Tony Proctor’s concept of positioning and the point that marketing mix should be keen on targeted customer’s satisfaction, pricing of the product as well as the channels of distribution can be perfectly depicted in Pepsi’s positioning during the cola wars.
Take home messages:
Although, Coco-Cola is still the leading brand in soft drink market but the events during the cola war teaches us the application of STP process. Before introducing a new product, its strengths and weakness must be taken in to the account.The segmentation, targeting and positioning should be in accordance with the market and consumer’s need.
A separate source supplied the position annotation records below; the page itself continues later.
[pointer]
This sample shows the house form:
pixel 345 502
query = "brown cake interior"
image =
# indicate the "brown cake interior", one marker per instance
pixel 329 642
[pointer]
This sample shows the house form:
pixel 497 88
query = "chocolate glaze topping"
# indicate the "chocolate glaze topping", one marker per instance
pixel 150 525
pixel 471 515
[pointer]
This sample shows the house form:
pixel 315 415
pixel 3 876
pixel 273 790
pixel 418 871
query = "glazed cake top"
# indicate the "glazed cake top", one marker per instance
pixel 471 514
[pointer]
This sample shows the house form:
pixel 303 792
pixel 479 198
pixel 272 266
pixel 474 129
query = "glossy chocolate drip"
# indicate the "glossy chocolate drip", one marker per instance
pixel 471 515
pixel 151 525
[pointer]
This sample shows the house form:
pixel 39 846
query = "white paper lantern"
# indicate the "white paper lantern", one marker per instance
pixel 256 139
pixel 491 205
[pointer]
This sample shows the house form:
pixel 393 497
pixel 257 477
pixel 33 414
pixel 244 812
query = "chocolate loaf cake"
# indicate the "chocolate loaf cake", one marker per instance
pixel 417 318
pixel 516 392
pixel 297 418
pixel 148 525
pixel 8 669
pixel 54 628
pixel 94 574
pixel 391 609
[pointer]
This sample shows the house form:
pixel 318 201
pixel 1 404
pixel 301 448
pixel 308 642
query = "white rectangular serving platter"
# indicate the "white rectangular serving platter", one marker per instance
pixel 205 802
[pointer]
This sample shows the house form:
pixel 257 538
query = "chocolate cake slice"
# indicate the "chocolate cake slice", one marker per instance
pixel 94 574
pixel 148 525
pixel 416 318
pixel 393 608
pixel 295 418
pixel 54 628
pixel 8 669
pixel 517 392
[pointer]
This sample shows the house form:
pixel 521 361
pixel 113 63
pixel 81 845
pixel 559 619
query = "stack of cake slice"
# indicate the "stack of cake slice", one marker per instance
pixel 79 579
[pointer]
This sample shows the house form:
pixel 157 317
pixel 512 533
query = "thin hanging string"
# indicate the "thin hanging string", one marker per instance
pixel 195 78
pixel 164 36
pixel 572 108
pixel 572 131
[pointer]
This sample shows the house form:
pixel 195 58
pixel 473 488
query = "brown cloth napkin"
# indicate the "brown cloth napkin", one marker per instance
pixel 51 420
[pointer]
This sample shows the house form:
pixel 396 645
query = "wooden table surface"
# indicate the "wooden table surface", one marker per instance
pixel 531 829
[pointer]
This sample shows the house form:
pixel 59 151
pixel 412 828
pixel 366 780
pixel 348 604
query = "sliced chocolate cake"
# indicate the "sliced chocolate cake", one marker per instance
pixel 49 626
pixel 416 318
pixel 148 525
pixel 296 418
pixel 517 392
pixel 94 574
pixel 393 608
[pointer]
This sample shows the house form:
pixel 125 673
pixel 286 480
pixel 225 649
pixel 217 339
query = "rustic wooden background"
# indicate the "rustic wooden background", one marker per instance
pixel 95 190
Above all, always wary about the competitors since they are there to react.
Conversations staff 2012, The real story story of new coke, The Coco-Cola company, accessed 1 August 2016, <http://www.coca-colacompany.com/stories/coke-lore-new-coke>.
Bold, B 2014, A history of coke vs pepsi war in 3 1/2 minutes, Campaign, accessed 5 August 2016, <http://www.campaignlive.co.uk/article/1315611/history-coke-vs-pepsi-war-3-1-2-minutes#>.
Bhasin, H 2016, Coco-Cola brand failure, Marketing91, accessed 1 August 2016, <http://www.marketing91.com/coca-cola-brand-failure>.
Fripp, G c. 2012, An example of Segmentation, Targeting and Positioning process, Marketing segment study guide, accessed 30 July 2016, <http://www.segmentationstudyguide.com>.
Iacobucci, D 2013, Marketing Management, vol. 4, Mason, Southern-Western, Ohio.
Proctor, T 2000, Strategic Marketing: An Introduction, 2nd edn, Routledge, Oxon.
Dibb, S, Simkin, L 1991, ‘Targeting, Segments and Positioning’, International Journal of Retail & Distribution Mangement, vol. 19, no. 3, pp. 1- 10.